= Illegal aliens (Library of Congress Subject Heading) =

Subject term in The Library of Congress

Illegal aliens was a topical subject term in the Library of Congress Subject Headings thesaurus, a phrase assigned by librarians to describe the content of resources in a library catalog relating to undocumented immigration. The subject heading became a topic of political interest in the United States in 2016, when a decision by the Library of Congress to revise the heading and replace it with the terms Noncitizens and Unauthorized immigration was opposed by congressional Republicans. It was the first time in US history that Congress interfered in the determination of a Library of Congress Subject Heading. The Illegal aliens group of subject headings was replaced in 2021 with two headings, Noncitizens and Illegal immigration and the corresponding subheadings.

==Background==
The subject heading Aliens, Illegal was established by the Library of Congress in 1980 and revised to Illegal aliens in 1993.

The subject heading incorporated references from non-preferred forms of the term including
Aliens--Legal status, laws, etc.;
Aliens, Illegal;
Illegal aliens--Legal status, laws, etc.;
Illegal immigrants;
Illegal immigration; and
Undocumented aliens. It also referenced related terms such as
Alien detention centers and
Human smuggling. Associated headings include Children of illegal aliens and Women illegal aliens.

==Calls for different wording==
The Nobel Laureate Eliezer Elie Wiesel popularized the slogan "No human being is illegal", stating "you who are so-called illegal aliens should know that no human being is illegal. That is a contradiction in terms. Human beings can be beautiful or more beautiful, they can be fat or skinny, they can be right or wrong, but illegal? How can a human being be illegal?"

In 2010, racial justice organization Race Forward debuted a campaign to "Drop the I-Word," an effort to ask media sources to no longer use the word "illegal" when referring to undocumented immigrants, arguing that using the word to describe people was dehumanizing, racially charged, and legally inaccurate. Multiple news outlets stopped using "illegal" to describe people in the early 2010s.

In 2013, the Associated Press decided to use the word "illegal" only to refer to an action, not a person, as a person cannot technically be "illegal". Pulitzer Prize-winning journalist, Jose Antonio Vargas, explained, "The term dehumanizes and marginalizes the people it seeks to describe. Think of it this way, in what other context do we call someone illegal?"

Student activists at Dartmouth College, including the Dartmouth Coalition for Immigration Reform, Equality and DREAMERs (CoFIRED), issued a series of racial justice demands to the Dartmouth administration in February 2014, one of which requested the term Illegal aliens not be used in the library's catalog. Together with Dartmouth librarians, the students from CoFIRED submitted a formal request to the Library of Congress in the summer of 2014 for the heading to be revised to Undocumented immigrants. In February 2015, the Library of Congress announced it would not change the heading, in part because resources such as Black's Law Dictionary used "Illegal aliens" as an established term.
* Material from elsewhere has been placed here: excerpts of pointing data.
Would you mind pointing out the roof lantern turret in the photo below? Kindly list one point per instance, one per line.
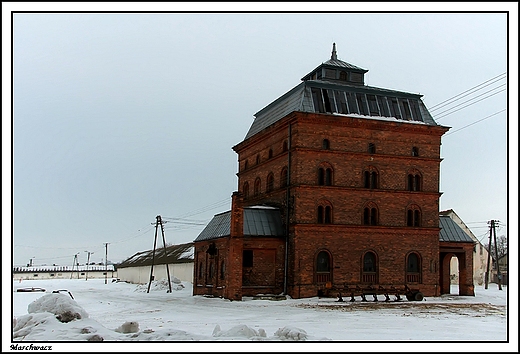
(337, 70)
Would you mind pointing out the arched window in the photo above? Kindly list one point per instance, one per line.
(369, 273)
(370, 215)
(414, 181)
(325, 144)
(200, 272)
(413, 216)
(371, 178)
(323, 267)
(413, 268)
(211, 270)
(283, 178)
(245, 189)
(324, 214)
(325, 175)
(270, 182)
(222, 270)
(258, 184)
Librarian activists continued to gather support to ask for the heading's revision. The Council of the American Library Association passed a resolution in January 2016 calling the term "dehumanizing, offensive, inflammatory, and even a racial slur" and urging the Library of Congress to change the subject heading to Undocumented immigrants.

==2016 announcement and subsequent developments==
In March 2016, the Library of Congress announced that it would replace the heading with two new headings: Noncitizens and Unauthorized immigration. Following the announcement, Republican lawmakers made multiple attempts to block the revision of the subject heading, including the introduction of a bill by U.S. Representative Diane Black requiring the Library to retain the heading. In June 2016, the House of Representatives added a provision to the 2017 appropriations bill for the legislative branch requiring the Library of Congress to retain the heading without revision. While the final bill did not require LC to keep the "Illegal aliens" wording, LC was required "to make publicly available its process for changing or adding subject headings."
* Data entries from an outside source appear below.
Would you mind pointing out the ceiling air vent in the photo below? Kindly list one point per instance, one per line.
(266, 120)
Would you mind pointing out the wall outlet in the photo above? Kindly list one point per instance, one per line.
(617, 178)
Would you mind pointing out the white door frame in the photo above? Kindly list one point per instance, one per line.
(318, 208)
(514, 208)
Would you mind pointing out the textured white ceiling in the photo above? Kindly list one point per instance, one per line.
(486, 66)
The 2019 documentary film Change the Subject, about the students at Dartmouth College, was screened throughout the U.S.

Over forty libraries and library systems revised the heading in their local catalogs. University libraries adopted alternative subject headings, cancelling "illegal alien", including the University of Colorado (2018), the California State University Libraries (2020), Harvard University (2021), Middlebury College (2021) and Vassar College (2021).

==2021 revision==
On November 12, 2021, the Library of Congress Policy and Standards Division announced they would replace the term Aliens with Noncitizens and the term Illegal aliens with Illegal immigration. That change was implemented in December 2021. Reactions to the chosen terms were mixed, with a letter signed by Senators Ted Cruz and Mike Braun calling the decision "a politically-motivated and Orwellian attempt to manipulate and control language," while some librarians expressed frustrations that the changed language remains dehumanizing.